C’est ainsi que toute la tradition aussi bien juive que chrétienne comprend le lien du surnaturel à la nature comme celui des mots avec les choses et les événements. Il semblerait logique d’estimer que les choses et les événements précédèrent les mots qui les décrivent et les désignent, comme l’argent vient se substituer aux biens. C’est juste l’inverse d’après la philosophie de la Bible. Le mot est premier : prononcé par Dieu, le nom de la chose la fait venir à l’existence. La pensée occidentale ne fait que suivre cette tradition lorsqu’elle fait des événements naturels l’expression d’une loi, ce qui, dit naïvement, exprime l’idée que tout obéit à un ordre préalable, que les lois de la nature précèdent les événements, et sont les fondations sur lesquelles le monde se bâtit.

Cette attitude n’est plus partagée par les hommes de science du XXe siècle en Occident. On parle aujourd’hui plutôt au figuré des lois de la nature, c’est-à-dire non plus comme d’ordres qu’il faut suivre, mais comme la manière qu’ont les hommes de décrire et de mesurer les événements réguliers, répétitifs, du monde physique. Attribuer cette régularité à quelque chose au-delà des événements en question nous paraît redondant. Il n’y a rien qui les rende réguliers. Ils sont réguliers, tout comme les quadrupèdes ont quatre pattes — sans quoi ce ne seraient pas des quadrupèdes. Trouver l’ordre du monde physique est la manière la plus facile de lui donner un sens et de savoir où l’on est. Si l’on compte cent pas entre votre maison et la rivière, et que vous partez du principe que les deux restent là où ils sont, vous pouvez alors retrouver votre maison dans le noir complet. Mais les pas ne viennent qu’après la maison, la rivière et le terrain qui les sépare.
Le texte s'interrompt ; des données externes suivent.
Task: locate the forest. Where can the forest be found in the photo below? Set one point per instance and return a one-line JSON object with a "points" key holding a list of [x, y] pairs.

Comme mesurer et décrire le monde physique conduisent à un apparent contrôle, il est naturel d’en inférer que ce pouvoir est plus grand que celui de la nature, et que la nature est l’expression du pouvoir du Verbe divin, l’Intelligence suprême étant alors perçue comme une sorte de parole organisée. Il paraît normal d’affirmer que le signifié d’un mot est quelque chose de non verbal, une chose ou un événement purement physique. Mais, par ailleurs, ce sont précisément les mots qui donnent une signification au monde. Le langage, pris dans son sens le plus large, c’est-à-dire comprenant tout aussi bien les nombres, les signes, lest symboles en tout genre que les mots proprement dits, est justement ce qui distingue l’homme de l’animal et nous permet de savoir que nous savons.

Le langage est écho symbolique d’une expérience immédiate, l’amplifiant pour la mettre en valeur, un peu comme une cathédrale aux réverbérations harmonieuses transfigure les voix d’un chœur en quelque chose de céleste.

D’un point de vue occidental chrétien, les symboles sont le moyen civilisateur par excellence : je peux bien vous aimer de tout mon cœur, mais cet amour est aussi borné que celui d’une brute tant qu’il n’a pas été exprimé par des mots. C’est ainsi qu’une personne est cultivée dans la mesure où elle peut contempler les hommes, leurs œuvres et la nature en fonction d’un fond fait de phrases de poètes et de philosophes. Elles lui permettent de voir le monde d’une manière nouvelle et particulière, de même que nous avons appris du symbolisme visuel des peintres à nous exclamer devant certains paysages qu’ils ont « l’air de tableaux » ! Dans cet exemple, nous aimons la nature dans la mesure où elle nous rappelle l’œuvre de quelque artiste ; et je me trouve appauvri si, en contemplant les étoiles, il n’y a pas quelque part dans mon esprit comme un écho de ces deux vers :

O look at all the fire-folk, sitting in the air!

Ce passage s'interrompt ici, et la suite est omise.